Hamas said Saturday its fighters will keep targeting Israeli aircraft with heavy machine guns, after hitting an Israeli helicopter over Gaza for the first time.

The Israeli military did not comment on Friday's incident, but security officials said the helicopter was lightly damaged and returned to Israel safely.

It was not immediately clear whether Friday's hit was an isolated incident or a sign of Hamas' increasing military capabilities. Hamas is believed to have more than a dozen Russian-made KPV-14.5 machine guns.

A Hamas video on YouTube showed a Hamas fighter aiming a machine gun toward the sky as a helicopter flew above. Another Hamas man stood under green tarp used as a visual shield from aircraft.
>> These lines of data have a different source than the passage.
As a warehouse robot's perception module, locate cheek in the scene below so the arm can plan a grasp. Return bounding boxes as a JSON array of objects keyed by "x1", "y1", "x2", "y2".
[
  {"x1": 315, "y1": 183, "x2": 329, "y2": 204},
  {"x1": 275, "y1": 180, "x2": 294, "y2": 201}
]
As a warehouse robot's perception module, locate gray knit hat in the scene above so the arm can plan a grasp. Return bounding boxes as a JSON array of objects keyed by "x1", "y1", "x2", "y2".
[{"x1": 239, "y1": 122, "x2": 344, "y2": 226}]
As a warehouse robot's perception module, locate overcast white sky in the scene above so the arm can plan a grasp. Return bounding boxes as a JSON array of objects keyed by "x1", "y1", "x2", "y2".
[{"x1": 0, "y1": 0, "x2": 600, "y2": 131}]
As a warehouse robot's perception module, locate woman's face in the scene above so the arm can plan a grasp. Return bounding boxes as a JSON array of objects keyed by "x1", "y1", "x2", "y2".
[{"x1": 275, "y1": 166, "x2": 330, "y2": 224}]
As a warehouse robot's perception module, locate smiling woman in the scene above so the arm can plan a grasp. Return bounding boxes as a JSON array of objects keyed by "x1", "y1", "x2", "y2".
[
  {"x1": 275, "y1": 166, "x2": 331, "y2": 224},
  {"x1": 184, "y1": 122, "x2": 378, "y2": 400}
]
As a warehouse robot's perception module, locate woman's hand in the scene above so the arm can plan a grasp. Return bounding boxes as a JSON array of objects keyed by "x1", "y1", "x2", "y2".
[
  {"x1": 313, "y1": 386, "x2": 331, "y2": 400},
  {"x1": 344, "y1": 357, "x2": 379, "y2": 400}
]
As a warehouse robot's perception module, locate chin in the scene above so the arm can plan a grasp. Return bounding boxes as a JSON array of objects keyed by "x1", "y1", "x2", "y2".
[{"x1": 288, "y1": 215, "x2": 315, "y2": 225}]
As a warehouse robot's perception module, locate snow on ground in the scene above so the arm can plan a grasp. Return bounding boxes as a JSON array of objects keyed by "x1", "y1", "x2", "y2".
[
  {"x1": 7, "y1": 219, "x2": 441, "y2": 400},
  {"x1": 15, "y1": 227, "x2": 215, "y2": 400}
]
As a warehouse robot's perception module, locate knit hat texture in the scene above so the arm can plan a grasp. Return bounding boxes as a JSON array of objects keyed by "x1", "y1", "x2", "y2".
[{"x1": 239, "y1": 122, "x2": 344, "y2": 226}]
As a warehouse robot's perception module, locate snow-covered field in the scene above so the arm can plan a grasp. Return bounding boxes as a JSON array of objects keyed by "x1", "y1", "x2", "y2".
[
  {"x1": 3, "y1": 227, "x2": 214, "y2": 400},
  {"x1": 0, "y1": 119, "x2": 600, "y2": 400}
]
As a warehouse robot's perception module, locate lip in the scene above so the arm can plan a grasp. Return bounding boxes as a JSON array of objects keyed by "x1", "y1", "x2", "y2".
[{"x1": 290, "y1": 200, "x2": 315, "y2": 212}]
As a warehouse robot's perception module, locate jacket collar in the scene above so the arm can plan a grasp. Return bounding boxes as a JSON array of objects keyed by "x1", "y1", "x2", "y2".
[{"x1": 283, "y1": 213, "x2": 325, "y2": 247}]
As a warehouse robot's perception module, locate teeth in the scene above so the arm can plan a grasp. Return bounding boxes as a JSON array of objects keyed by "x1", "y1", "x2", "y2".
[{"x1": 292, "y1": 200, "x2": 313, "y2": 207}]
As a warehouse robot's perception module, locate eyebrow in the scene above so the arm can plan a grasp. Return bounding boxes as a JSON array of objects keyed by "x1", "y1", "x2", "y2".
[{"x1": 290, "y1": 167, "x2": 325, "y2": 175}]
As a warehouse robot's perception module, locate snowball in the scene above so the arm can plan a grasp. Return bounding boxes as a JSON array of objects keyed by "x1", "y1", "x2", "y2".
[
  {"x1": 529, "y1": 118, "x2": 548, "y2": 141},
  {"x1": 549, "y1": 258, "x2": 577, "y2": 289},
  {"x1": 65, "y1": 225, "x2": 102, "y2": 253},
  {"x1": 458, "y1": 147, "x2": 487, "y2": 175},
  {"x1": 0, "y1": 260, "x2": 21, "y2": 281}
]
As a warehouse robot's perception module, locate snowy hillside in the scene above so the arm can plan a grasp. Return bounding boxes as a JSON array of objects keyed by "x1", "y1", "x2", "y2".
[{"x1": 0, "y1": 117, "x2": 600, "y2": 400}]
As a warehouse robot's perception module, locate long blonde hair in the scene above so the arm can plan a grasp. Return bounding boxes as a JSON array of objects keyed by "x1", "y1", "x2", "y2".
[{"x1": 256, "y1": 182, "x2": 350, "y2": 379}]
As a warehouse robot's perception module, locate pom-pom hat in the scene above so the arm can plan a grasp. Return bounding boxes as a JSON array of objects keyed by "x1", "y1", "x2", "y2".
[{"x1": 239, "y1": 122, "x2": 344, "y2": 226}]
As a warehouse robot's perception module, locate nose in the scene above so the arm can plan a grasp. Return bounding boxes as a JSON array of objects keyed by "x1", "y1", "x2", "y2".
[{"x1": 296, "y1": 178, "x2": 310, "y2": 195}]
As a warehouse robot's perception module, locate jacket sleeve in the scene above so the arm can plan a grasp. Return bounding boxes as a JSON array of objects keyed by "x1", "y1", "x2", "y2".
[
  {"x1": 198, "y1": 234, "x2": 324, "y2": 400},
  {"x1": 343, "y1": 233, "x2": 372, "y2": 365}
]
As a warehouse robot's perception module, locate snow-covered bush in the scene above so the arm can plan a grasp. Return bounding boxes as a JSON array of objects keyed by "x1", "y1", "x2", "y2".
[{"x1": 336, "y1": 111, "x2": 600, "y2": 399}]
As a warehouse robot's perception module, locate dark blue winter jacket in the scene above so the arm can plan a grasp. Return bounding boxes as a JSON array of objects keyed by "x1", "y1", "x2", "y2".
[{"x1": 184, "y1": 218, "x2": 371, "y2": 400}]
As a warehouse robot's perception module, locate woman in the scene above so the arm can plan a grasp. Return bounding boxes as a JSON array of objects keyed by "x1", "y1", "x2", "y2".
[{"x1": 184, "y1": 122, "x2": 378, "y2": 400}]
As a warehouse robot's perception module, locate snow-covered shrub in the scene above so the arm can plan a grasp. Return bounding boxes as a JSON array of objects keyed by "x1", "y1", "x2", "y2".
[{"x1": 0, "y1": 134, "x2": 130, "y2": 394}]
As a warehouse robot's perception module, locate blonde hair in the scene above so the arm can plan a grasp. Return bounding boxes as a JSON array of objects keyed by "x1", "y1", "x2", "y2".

The text accompanying the video said Hamas has also used the machine guns against Israeli armored personnel carriers.

Abu Obeida, spokesman of the Hamas military wing, said that in Friday's incident, Hamas fighters fired at an Apache helicopter with machine guns from several directions.

"This is progress for the resistance," Abu Obeida said. "It's a message to the occupation that our resistance men will confront the Zionist war planes, vehicles and soldiers with any means they get."

Israeli officials have said Hamas is developing a weapons industry in Gaza, using the smuggling routes through Egypt to upgrade its fighting capabilities and to improve the range of its rockets to hit deeper inside Israel.

Hamas militants say they are trying to improve their arsenal, but insist their weapons are largely homemade, and deny smuggling technology from Iran.

Abu Obeida said the machine guns were confiscated from security headquarters of its rival Fatah last year. Hamas militants overran Fatah security forces in a violent showdown last summer, seizing security posts and most of the Fatah-controlled arsenal since.

Some security officials estimate that Hamas has at least 14 Russian-made machine guns, and has set up an "anti-aircraft unit" to use them.

"We took them. We fixed them and we are using them now to defend our people," Abu Obeida said.